To catch the bird in action, Tobalske and his team employed an unusual visualization technique involving a clear plastic box, high-speed military cameras originally designed to document ballistics, a laser, and a few spritzes of olive oil.
In their experiments, a hummingbird is set loose in one side of the box. As it darts for sugar water on the other side, it rapidly flaps its wings, flying through a laser-illuminated fog of vaporized olive oil particles. Cameras, meanwhile, snap pictures at a rate of 1,000 per second (standard movie cameras take 24). “We joke that the lab smells like pizza,” Tobalske says. “But the oil droplets show up brilliantly in the photos as shiny points on a dark background.” Computer software then analyzes the motion of the oil particles to determine airflow and the force applied by the bird’s wings.
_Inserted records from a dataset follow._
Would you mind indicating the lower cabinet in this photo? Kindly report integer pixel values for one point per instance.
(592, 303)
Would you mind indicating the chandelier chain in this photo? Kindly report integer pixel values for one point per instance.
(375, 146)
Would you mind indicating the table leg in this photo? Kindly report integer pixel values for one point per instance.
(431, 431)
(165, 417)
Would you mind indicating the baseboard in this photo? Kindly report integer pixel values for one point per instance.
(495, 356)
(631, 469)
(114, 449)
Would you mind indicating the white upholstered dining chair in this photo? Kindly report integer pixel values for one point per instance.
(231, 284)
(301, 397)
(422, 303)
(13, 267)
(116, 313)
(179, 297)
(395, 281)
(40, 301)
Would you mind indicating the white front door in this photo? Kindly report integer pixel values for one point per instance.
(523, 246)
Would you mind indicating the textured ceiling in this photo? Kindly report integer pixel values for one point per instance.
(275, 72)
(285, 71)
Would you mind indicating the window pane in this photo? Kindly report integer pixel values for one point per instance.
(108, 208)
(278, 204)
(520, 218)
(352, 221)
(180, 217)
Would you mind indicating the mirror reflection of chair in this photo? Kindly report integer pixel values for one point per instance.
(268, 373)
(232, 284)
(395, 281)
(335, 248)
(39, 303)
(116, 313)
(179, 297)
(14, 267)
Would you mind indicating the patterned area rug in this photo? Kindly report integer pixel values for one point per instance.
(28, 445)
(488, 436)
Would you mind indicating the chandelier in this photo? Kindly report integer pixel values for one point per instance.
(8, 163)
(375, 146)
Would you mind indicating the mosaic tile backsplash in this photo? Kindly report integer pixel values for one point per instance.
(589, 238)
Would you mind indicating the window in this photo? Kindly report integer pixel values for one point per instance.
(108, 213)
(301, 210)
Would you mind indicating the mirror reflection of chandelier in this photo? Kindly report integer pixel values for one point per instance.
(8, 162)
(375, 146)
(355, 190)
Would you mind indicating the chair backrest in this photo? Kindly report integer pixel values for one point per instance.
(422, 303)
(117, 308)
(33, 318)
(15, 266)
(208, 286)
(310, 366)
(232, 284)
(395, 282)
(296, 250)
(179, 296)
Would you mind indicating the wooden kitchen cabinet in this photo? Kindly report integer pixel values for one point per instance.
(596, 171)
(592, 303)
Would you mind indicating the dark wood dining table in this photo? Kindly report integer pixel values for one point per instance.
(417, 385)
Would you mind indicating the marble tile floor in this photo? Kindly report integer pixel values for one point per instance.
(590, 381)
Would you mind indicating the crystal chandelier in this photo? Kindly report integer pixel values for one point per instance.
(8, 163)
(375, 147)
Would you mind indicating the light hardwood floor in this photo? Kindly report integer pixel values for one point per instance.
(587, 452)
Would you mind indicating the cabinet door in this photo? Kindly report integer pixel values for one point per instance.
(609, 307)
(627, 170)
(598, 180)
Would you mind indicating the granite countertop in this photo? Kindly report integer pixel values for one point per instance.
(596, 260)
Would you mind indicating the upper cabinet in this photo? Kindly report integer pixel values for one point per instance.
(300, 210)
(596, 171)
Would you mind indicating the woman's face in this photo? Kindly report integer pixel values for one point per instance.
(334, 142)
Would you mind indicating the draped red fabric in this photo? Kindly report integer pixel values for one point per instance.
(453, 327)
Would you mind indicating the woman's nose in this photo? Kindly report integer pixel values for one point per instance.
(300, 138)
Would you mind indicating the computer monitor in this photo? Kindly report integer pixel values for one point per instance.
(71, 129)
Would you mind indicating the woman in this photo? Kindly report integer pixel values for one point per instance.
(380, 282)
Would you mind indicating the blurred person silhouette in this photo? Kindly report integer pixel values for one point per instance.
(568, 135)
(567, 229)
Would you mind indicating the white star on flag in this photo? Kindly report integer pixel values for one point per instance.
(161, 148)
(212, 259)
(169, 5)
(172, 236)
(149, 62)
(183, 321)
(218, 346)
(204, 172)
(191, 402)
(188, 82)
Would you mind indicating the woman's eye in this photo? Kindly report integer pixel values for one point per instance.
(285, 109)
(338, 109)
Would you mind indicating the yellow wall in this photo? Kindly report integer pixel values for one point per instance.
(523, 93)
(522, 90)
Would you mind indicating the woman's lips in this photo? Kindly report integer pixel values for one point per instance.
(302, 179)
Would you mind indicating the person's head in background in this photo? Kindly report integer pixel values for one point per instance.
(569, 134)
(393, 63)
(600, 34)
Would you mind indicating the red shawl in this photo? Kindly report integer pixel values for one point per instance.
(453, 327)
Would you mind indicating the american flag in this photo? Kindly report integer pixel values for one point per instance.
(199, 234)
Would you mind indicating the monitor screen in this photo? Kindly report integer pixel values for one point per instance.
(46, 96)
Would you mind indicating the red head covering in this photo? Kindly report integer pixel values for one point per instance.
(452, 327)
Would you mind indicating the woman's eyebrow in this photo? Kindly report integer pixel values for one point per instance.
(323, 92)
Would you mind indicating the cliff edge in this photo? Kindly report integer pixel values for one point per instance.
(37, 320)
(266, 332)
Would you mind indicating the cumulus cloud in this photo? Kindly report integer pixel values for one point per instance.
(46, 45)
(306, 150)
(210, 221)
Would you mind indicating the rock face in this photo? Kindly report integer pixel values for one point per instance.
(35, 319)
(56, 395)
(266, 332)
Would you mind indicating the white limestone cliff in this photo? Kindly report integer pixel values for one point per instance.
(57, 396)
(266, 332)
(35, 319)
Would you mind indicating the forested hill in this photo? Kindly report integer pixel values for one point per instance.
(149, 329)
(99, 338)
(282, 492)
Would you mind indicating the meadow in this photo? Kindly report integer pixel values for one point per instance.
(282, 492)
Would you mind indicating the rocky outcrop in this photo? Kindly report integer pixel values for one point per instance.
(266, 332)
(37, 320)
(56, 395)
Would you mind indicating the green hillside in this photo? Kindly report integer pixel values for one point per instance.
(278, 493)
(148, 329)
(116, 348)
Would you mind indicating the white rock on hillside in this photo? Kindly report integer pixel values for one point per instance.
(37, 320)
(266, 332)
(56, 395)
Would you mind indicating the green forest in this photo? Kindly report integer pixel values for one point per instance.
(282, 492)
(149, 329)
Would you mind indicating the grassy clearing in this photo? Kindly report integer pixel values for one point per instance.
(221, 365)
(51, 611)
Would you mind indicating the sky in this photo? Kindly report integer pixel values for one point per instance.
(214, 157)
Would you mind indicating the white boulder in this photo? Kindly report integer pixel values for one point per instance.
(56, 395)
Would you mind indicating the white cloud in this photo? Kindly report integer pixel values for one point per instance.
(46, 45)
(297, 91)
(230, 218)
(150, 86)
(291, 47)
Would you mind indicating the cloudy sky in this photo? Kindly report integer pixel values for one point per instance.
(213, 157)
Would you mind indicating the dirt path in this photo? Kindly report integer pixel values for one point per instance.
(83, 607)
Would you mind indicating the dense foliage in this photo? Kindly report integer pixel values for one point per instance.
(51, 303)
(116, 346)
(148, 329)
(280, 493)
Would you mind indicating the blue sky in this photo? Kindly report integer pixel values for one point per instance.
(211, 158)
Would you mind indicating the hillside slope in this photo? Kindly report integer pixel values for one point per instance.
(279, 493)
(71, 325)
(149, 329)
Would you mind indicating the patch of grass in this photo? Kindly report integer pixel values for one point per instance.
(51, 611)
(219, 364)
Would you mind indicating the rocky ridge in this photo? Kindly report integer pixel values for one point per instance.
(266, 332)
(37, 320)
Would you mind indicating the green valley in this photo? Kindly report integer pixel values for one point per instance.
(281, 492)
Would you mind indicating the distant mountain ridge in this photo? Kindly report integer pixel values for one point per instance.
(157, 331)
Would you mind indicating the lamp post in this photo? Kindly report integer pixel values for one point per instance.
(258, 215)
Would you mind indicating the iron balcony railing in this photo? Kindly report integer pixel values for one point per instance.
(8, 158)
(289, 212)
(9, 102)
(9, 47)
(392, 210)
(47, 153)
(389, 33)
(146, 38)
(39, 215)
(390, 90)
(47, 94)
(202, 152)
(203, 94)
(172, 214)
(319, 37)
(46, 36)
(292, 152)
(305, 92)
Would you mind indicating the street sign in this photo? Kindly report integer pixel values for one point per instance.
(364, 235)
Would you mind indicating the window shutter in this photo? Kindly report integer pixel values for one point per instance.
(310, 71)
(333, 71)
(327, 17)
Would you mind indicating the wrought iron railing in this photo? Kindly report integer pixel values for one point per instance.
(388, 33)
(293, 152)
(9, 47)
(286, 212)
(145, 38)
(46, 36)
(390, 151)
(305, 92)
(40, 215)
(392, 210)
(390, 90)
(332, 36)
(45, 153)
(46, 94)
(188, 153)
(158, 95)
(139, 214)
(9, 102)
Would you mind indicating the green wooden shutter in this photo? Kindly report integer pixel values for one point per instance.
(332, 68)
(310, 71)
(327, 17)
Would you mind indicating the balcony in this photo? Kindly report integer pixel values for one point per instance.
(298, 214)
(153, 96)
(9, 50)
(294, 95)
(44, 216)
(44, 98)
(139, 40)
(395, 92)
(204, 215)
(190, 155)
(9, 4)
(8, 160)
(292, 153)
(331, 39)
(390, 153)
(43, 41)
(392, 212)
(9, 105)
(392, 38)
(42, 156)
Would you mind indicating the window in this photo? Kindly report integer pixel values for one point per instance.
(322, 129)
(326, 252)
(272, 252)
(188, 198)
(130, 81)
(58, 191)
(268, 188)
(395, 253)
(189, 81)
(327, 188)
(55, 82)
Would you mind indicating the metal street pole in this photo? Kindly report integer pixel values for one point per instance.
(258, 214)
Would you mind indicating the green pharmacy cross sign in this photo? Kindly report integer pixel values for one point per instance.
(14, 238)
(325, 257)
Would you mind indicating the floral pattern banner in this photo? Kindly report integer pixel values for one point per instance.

Tobalske discovered that the bird generates vortices on upstrokes that produce lift. When he implanted miniature sensors in a hummingbird’s muscles, he found that the whirlpools of air allowed the bird to rest its pectoral muscles during the downstroke and conserve energy.
Interestingly, other researchers have found that insects, bats, and even maple-seed pouches that spin like helicopters employ a similar strategy while hovering. “All these different species have converged on the same approach,” Tobalske says. Upcoming experiments will explore the flight mechanics of heavier birds, such as pigeons.